When initial efforts failed to located Kingsbury, a call for volunteers went out, and Klinger was there, organizing the efforts. The regional incident management team for Emergency Management Region I, a region that includes Winona County, was mobilized. Madeline Kingsbury's friends and family brought groups to the effort.

All this effort needed logistical control and a leader. In stepped Klinger.

"I can tell you that we could not have done this investigation without Ben's leadership," said Williams in nominating Klinger for the award. "Ben stepped in and took over the searches and was the point of contact for anything search-related, which allowed law enforcement to focus on the investigation."

Klinger said his experience being those boots on the ground as a police officer and first responder help him understand the needs of people who are working an emergency situation and how to best help them do the job.

In

the case of the search,

it was more than just organizing groups to cover areas of interest in the investigation. Klinger made sure that groups were led by people with awareness of public safety issues so that lay volunteers would know what to do if they found something suspicious.

"We gave them a handout. This is what you're looking for. If you find something, send your GPS location and don't touch anything," Klinger said. "Don't take photos and put it on Facebook. Thankfully, we didn't have any of that."

And, being that point person, Klinger spent a lot of time working with and talking with those who

loved and knew Kingsbury.

Through a lot of false leads and sometimes frustrating efforts, he communicated with organizers of groups such as Kingsbury's sorority sisters, her family and Minnesota United, a group that helped in the search efforts.

When it was all done, when Kingsbury was found, Klinger said the emotions ran the gamut.

Of course, the search for Maddi was not his first full-scale emergency. In 2020, the world was

hit with the COVID-19 pandemic.

"When I applied for this job, I knew pandemics were listed in our emergency management plan, but I never thought I'd be dealing with it," Klinger said.

That emergency, he said, was a lot different than things like a derailed train or a multicar pileup on the highway.

"It's not like a house that's on fire that you can get water on," Klinger said of the COVID emergency. "It was a large team effort. I felt like a ringmaster bringing all these people together. We had a lot of great people."

After the initial public health concern of masking, keeping safe distances and shutting down to slow the spread of the virus, there came the

multilayered efforts of getting vaccinations out to people

in descending order of need.

That, he said, relied a lot on logistics. Did the county have enough vaccine, but not too much so it didn't go to waste? Were there enough syringes? Did they have a space to administer the vaccines and the personnel to do the job?

"Emergency management is all about making relationships and knowing the people in your community so you can call on them in an emergency," Klinger said.

For distributing the COVID vaccines, that meant finding people qualified to administer shots.

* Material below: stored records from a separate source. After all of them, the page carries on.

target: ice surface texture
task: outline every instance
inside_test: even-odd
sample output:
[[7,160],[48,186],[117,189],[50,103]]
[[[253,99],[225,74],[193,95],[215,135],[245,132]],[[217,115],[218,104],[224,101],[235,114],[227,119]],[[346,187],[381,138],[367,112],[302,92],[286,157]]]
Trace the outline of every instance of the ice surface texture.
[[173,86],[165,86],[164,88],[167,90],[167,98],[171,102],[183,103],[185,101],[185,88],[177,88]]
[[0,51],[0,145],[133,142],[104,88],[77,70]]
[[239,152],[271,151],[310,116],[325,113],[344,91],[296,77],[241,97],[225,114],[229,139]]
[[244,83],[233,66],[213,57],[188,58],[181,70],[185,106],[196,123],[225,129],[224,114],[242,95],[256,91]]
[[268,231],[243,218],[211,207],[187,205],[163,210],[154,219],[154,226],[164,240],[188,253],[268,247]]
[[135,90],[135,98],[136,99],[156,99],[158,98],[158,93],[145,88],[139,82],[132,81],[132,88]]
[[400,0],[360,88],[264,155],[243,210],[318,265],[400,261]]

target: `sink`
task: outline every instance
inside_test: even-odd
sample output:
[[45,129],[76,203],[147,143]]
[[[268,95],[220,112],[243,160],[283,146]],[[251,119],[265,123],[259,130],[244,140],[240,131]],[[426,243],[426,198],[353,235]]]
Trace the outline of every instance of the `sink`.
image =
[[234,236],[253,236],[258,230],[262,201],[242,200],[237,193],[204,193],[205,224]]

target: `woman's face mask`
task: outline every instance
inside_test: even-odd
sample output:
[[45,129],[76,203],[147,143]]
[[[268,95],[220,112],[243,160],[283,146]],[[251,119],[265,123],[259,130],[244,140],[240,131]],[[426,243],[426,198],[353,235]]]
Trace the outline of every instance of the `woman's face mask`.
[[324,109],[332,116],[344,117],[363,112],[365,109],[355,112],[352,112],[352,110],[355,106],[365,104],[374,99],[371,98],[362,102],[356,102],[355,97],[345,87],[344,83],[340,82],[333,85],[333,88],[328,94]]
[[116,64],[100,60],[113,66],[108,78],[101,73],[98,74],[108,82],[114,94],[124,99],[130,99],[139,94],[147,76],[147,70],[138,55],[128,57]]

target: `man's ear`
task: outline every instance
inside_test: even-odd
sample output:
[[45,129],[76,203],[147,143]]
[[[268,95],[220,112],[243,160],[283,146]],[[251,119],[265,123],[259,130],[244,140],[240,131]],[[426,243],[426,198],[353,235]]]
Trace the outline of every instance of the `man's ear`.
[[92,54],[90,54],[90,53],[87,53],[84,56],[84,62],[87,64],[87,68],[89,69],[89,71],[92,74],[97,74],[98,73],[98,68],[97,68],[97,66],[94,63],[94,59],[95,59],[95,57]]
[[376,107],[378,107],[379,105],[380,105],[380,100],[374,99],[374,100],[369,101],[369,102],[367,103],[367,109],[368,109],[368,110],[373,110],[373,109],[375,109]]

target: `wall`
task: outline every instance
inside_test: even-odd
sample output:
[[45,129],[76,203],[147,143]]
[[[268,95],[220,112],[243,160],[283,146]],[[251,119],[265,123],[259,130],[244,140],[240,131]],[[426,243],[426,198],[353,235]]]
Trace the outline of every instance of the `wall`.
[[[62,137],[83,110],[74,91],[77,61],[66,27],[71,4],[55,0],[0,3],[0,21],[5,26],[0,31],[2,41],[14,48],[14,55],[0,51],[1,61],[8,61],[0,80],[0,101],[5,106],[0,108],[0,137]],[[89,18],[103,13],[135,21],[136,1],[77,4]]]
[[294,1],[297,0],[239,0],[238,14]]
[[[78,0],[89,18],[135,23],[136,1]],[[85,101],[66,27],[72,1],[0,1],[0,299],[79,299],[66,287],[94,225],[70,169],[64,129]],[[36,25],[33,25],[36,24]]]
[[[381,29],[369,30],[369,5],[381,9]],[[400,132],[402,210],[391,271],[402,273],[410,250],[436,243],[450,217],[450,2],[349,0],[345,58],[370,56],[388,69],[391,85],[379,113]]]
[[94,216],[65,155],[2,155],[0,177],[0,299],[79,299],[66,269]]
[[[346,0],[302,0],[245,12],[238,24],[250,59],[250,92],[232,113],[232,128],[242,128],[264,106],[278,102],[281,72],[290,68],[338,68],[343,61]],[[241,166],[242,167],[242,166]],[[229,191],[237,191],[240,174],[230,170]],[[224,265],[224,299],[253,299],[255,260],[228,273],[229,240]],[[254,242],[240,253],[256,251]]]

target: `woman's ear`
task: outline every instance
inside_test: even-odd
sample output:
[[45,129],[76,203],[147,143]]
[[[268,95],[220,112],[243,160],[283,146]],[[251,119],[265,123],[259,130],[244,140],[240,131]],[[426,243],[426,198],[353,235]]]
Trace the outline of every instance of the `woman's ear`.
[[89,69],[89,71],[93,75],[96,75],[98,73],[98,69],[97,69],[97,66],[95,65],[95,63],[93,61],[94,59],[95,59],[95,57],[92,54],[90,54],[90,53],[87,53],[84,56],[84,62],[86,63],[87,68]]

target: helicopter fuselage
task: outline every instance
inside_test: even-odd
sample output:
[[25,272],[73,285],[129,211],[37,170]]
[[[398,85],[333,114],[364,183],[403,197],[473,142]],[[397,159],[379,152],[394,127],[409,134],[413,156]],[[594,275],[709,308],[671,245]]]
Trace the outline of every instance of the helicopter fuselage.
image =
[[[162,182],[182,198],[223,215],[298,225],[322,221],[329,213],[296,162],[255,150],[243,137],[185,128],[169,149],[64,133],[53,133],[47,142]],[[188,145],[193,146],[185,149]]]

A retired pharmacist who was still licensed was a big help, he said.

And of course, he needed to arrange for people to return for a second dose, track which people got which vaccine, and keep tabs on who from which risk group had been vaccinated.

It's an emergency management plan Klinger hopes to never implement again. In fact, he'd be happy if his job consisted of training and teaching for emergencies that never happen.

"If I put a plan into place, something bad has happened to somebody," Klinger said.